Ooh, I don’t feel all that comfortable with this week’s 5-4-Friday! I’ll happily bore people stupid with my opinions on most topics but I usually shy away from political debate. Not so much because it can be divisive and emotive and cause punch-ups, more because I don’t have a scooby what I am talking about and have even less interest.
However, I suppose that no self-respecting blogger (not that I have much of that, have you read this stuff?) can ignore Brexit. It’s everywhere! I’ve been off work today and have been watching Sky News all day – disappointingly, Sarah-Jane Mee was off sick; we must have worn her out hosting the Home Instead Senior Care conference in Liverpool at the weekend – but it was still highly entertaining listening to politicians on all sides of the fence wriggle and squirm, convincing themselves that they are right and everyone else is wrong.
For what it’s worth, I voted Remain. This was mainly because I didn’t trust the arguments on either side and, being a big Kylie fan, I went for better the devil you know – who’d have thought we’d all be spinning around for the next two years! Now, I was as surprised as the next man when the vote was Leave, particularly given that when I’d gone to bed the night before, they were predicting a fairly comfortable win for Remain.
Mind you, not as surprised as David Cameron was, I expect…
… David Cameron – now, I quite liked David Cameron. Yes, yes, I know, like all politicians he couldn’t have freckles because he’s so greasy they’d slide off but, relatively speaking, I thought he was OK. But, sorry Dave, you can’t put your money on what you think is a dead cert at the races and then piss off home in a strop when it comes in last. “Really? You all want to leave? You’re all mad you lot, screw you, I’m off!”…
…. which left everyone else to pick up the pieces. And, keeping up the racing analogy, how many MPs have swapped horses mid-race since then? No idea, have you? I can’t keep up. Theresa was once a Remainer but, because she got the top gig, simply swapped sides. Boris changes his mind more often than I change my knickers, and poor old Jeremy just sits there in the corner disagreeing with everyone. Come on fellas, it’s a bit bigger than mundane party politics this one; at least try to think about the other 60 million of us as well as yourselves or once. Aren’t we all in it together? Oh no sorry, that was Dave’s line, wasn’t it? Where is Dave, by the way?

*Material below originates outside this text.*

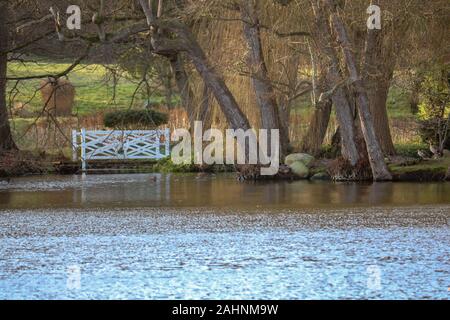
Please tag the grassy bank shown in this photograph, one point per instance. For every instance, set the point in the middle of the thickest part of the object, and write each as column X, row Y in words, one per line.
column 94, row 85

Referendum – it surely can’t just be me who knows that there is absolutely no legal or parliamentary obligation to actually act on the result of this referendum? The only thing I know that no-one else knows is that I lost my car keys on a big field playing football this morning and had to search through acres of muddy grass to find them – ah shit, you all know now, don’t you? And for God’s sake, spare me all that “will of the people” drivel. I wouldn’t trust the people of the UK to sit the right way on the toilet. So please, don’t take any notice of us, whatever you do! Just pretend Dave never asked in the first place.
The “final” debate – what today’s viewing of Sky News has taught me (apart from the fact Sarah-Jane Mee can be forced to take a day off after spending a weekend with me – a bit (lot) of poetic licence, there) is that there is absolutely no chance of this latest deal getting through Parliament. So, why are we even bothering with these five days of debate and a pointless vote on Tuesday that will just set us back to square one? What an utter, colossal waste of time and effort. Poor Kay Burley had to stand outside all afternoon in the freezing cold, and for what? Good call chucking a sicky today, Sarah-Jane!
Passports – what’s so wrong with a burgundy passport anyway? It’s not quite Home Instead Senior Care Purple, but it’s close enough. Blue is so not the colour.
If anyone would like to continue this Brexit discussion, you can bugger off! I’m bored witless now.